Um ano aconteceu e, em algum momento que não conseguirei precisar, eu vi meu ser amorfo começar a se tornar imagem distinguível.

Ainda que não tenha sido repentino, foi de algum modo surpreendente. Foi um processo invisível e lento. e despercebido.

Algo que se assemelha ao contínuo de montar um grande quebra-cabeças: por muito tempo as peças soltas que se unem geram coisa alguma. É só ato mecânico. Incompreensível. Meramente lógico. Inconclusivo. E nessa constância de acrescentar peças em locais corretos, ainda sem ter certeza do que haverá ao final, acontece: de repente coisa alguma vira algo.

E eu vejo, percebo e sinto essa confusão que se torna algo. Há algo aqui agora, de fato. Em algum ponto desse ano que passou sem ser bem compreendido - ou sem ser bem assimilado no nível da consciência - eu costurei alma ao meu calcanhar. Uma alma que eu achei que, depois de tantos anos perdida, já se havia deteriorado. Ela existia e a descoberta me pegou desprevenida. Ela ainda existe, quem diria?

Costurei. Está aqui. Mal atada porque sou uma costureira em aprendizado. Conheço uns poucos pontos e os executo sem precisão. São ainda frouxos; Ainda frágeis. Mas estão aqui segurando uma parte viva de mim.


Ano após ano eu tento e fracasso. Fracasso na capacidade de sentir. Fracasso na capacidade de ser. Caminho na direção que me parece ser o norte, crendo que se perder o rumo posso voltar seguindo a trilha de pão que deixei pra me levar de volta ao conforto. Mas perco o rumo sempre e a trilha deixada desaparece.

Perco-me em mim.

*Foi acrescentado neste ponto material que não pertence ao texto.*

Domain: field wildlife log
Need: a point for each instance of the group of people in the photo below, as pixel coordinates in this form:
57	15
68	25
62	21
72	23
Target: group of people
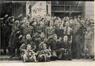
46	38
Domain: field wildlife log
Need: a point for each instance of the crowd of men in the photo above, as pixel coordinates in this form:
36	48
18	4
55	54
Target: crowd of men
47	38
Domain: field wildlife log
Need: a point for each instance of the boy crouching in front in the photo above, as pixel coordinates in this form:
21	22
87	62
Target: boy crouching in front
27	53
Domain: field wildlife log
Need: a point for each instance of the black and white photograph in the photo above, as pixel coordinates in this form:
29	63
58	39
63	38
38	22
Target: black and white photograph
47	32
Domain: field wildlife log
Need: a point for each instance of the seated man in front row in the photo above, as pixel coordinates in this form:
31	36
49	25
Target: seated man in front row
27	54
43	53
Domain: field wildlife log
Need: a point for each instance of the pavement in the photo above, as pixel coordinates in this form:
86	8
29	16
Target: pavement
73	62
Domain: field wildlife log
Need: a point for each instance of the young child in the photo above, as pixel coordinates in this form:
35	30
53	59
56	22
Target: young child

Paraliso. Morro. Insisto. Morro de novo. E nunca acho o caminho de volta. E nunca sei para onde ir.

Mas então, seguindo em frente continuamente, incessantemente e irracionalmente, pareço ter chegado em algum lugar que faz sentido. Que faz sentir. E é aterrador escrever isso. Transformar esses afetos em palavras me intimida porque fazer do abstrato coisa palpável é correr o risco de deixá-lo escorregar dos dedos e cair. E quebrar. Então eu perco o pouco que ganhei do que nunca tive.

Essa alma que parece se mover.

Seria melhor o silêncio? Seria melhor conter o corpo? Mas tenho alma presa a mim. Está aqui. E ela agora - que medo de dizer isso! - sorri.